Ein Denkmal aus Holz für den Meister der schönen Blech-Karosserien

Die neue Oldtimer-Sonderausstellung im Muttenzer Pantheon widmet sich den einzigartigen Kreationen der legendären Schweizer Carrossiers Hermann Graber. Ein ehemaliger Mitarbeiter spielt dabei eine wesentliche Rolle.

Wer auf Hochglanz poliertes Blech gewohnt ist, staunt: Der heimliche Star der jüngsten Oldtimer-Ausstellung im Muttenzer Pantheon ist aus Holz; gut gelagertes Eschenholz, um genau zu sein. Es ist das Holzmodell eines britischen Alvis TF 21. Dieses dient als Anschauungsobjekt, wie Carrosseriebauer früher vorgegangen sind, wenn sie für Serien-Chassis grosser Hersteller eigene Aufbauten entwarfen.

Der unbestrittene Star der Branche

Der unbestrittene Schweizer Meister in der Herstellung solcher Einzelstücke war ein Berner. Hermann Graber (1904-1970) baute in seiner Werkstatt in Wichtrach über 800 Luxus-Fahrzeuge um, was weit über die Landesgrenzen hinaus für Aufsehen und gut zahlende Kundschaft sorgte. Der Innerschweizer Autokenner und Fotograf Daniel Reinhard nennt ihn «den Louis Vuitton des Blechkleids». Für Pantheon-Besitzer und Ausstellungsmacher Stephan Musfeld ist Graber der «stilsicherste Schweizer Carrossier». Die Idee, ihm eine eigene Sonderausstellung zu widmen, lag deshalb nahe.

Ausgangspunkt für jede Eigenkreation war ein Holzmodell im Massstab 1:1. Grabers Originale wurden nach seinem vorzeitigen Tod 1970 verbrannt. Wenn im Pantheon trotzdem eines gezeigt wird, ist dies in gleich doppeltem Sinne bemerkenswert: Nachgebaut hat es Werner Haas, der als Jungspund 1967 in Grabers Werkstatt eintrat. Wenig später wurde das letzte überhaupt vom Band gelaufene Alvis-TF21-Chassis nach Wichtrach zur Fertigstellung angeliefert.

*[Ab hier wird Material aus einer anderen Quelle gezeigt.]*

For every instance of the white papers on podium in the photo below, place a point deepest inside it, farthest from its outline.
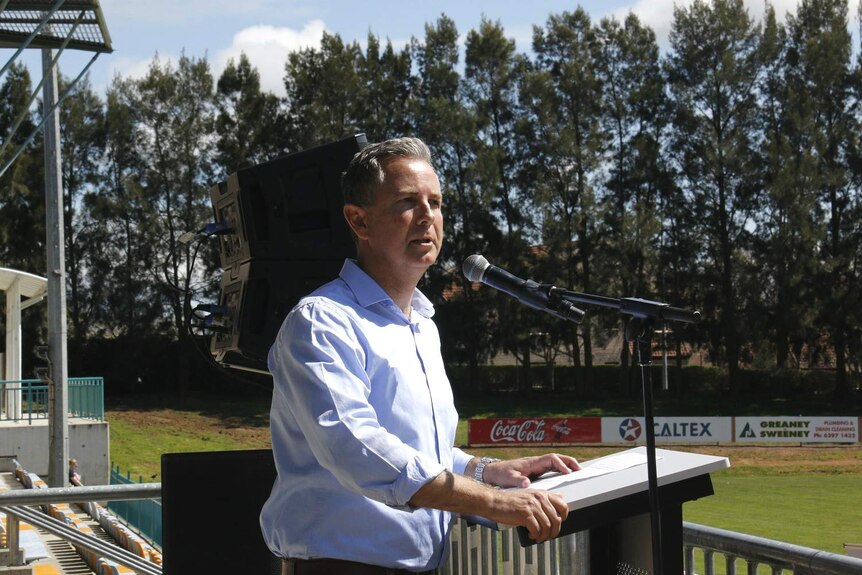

Das Meisterwerk des ehemaligen Lehrlings

Fünf Jahrzehnte später hat Haas genau dieses Cabrio-Chassis aus Holz nachgebaut, an dem er bereits als junger Carrosserie-Spengler gearbeitet hatte. Entstanden ist das Holzmodell vorwiegend nach Gefühl und mit den Plänen im Kopf. Denn gelernt ist gelernt, sagt Reinhard über den jung gebliebenen Handwerksmeister, bei dem noch heute jeder Handgriff sitze. Auftraggeber für das Alvis-TF21-Cabrio war damals ein Industrieller aus der Chemiebranche, erläutert Stephan Musfeld. Das Originalfahrzeug ist eines jener 24 ausgestellten Originale, die den Kern von «Meisterwerke des Hermann Graber» bilden, der inzwischen 25. Sonderausstellung im 2008 eröffneten Pantheon.

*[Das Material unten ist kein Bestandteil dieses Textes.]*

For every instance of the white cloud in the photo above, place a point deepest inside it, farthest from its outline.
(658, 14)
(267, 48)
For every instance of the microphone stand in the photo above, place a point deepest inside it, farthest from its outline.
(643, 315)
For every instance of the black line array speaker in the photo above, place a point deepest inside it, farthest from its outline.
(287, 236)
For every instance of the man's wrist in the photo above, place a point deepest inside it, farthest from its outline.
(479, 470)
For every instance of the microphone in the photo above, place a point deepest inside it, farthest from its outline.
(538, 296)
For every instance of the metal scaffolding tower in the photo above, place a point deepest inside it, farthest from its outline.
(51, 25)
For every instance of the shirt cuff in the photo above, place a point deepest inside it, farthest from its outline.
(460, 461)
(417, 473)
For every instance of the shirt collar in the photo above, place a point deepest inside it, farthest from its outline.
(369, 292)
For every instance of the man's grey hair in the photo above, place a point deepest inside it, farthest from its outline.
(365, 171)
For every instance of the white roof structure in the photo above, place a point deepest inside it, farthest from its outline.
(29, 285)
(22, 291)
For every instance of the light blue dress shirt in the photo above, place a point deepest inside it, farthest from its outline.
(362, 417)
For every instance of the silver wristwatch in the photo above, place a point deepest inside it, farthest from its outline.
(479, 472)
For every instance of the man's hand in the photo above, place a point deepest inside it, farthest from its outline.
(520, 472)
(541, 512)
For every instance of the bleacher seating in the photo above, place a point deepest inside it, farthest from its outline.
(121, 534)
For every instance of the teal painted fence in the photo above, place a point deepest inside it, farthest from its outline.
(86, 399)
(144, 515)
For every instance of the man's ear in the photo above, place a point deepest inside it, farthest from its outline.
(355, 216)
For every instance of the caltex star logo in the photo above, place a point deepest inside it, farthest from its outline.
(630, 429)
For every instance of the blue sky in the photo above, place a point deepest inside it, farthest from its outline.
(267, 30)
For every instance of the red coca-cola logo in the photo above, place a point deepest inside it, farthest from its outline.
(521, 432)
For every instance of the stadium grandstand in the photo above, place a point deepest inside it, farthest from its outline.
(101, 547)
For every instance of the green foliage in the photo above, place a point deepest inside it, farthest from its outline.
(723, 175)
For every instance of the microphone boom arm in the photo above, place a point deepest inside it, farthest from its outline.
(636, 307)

Seinen ersten Aufbau fertigte der im väterlichen Betrieb ausgebildete Wagen- und Kutschenbauer bereits als 22-Jähriger für das Chassis eines Fiat 509 an. Später folgten Karosserien für vorwiegend französische und amerikanische Modelle, aber auch für italienische oder deutsche, manche davon preisgekrönt. In der Sonderausstellung werden unter anderen ein Hotchkiss AM 680 von 1937, ein Bugatti T57 von 1937 oder ein Dodge D11 von 1939 gezeigt. Aber auch viele grossformatige Fotos, Grabers riesiges Zeichenbrett und das schmiedeiserne Tor, das auf vielen Original-Werksfotos seiner Autos im Hintergrund zu sehen ist.

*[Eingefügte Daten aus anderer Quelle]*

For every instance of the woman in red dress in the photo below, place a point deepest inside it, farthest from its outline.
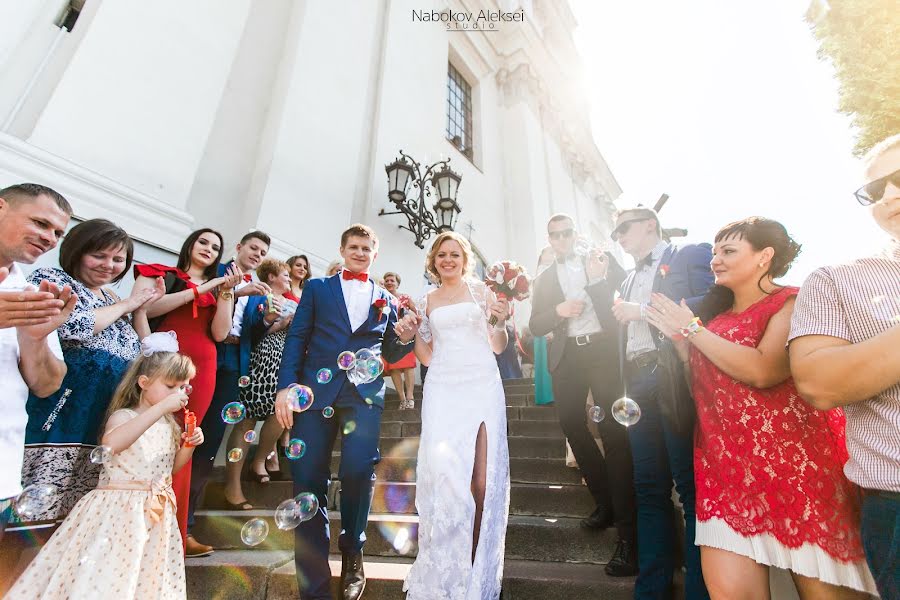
(198, 308)
(771, 491)
(402, 372)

Durststrecke im Zweiten Weltkrieg

Nach der Durststrecke des Zweiten Weltkriegs - der Berner leistete seinen Aktivdienst als Lastwagenmechaniker - wandte sich Grabers Interesse immer stärker britischen Marken zu, wovon als frühes Ausstellungsbeispiel in Muttenz ein Bentley Mark VI von 1947 dient. Dass in den letzten Jahren vor Grabers Tod zahlreiche Alvis-Modelle zum Handkuss kamen, liegt an Grabers Rolle als Schweizer Alvis-Generalvertreter ab Mitte der 1950er-Jahre. 
Den Niedergang seiner Branche musste Graber nicht mehr miterleben.

Nach dem Systemwechsel von der Chassisbauweise zur selbsttragenden Karosserie liess die Automobilbranche individuellen Blechkünstlern wie Hermann Graber kaum noch eine Chance zur Existenzsicherung.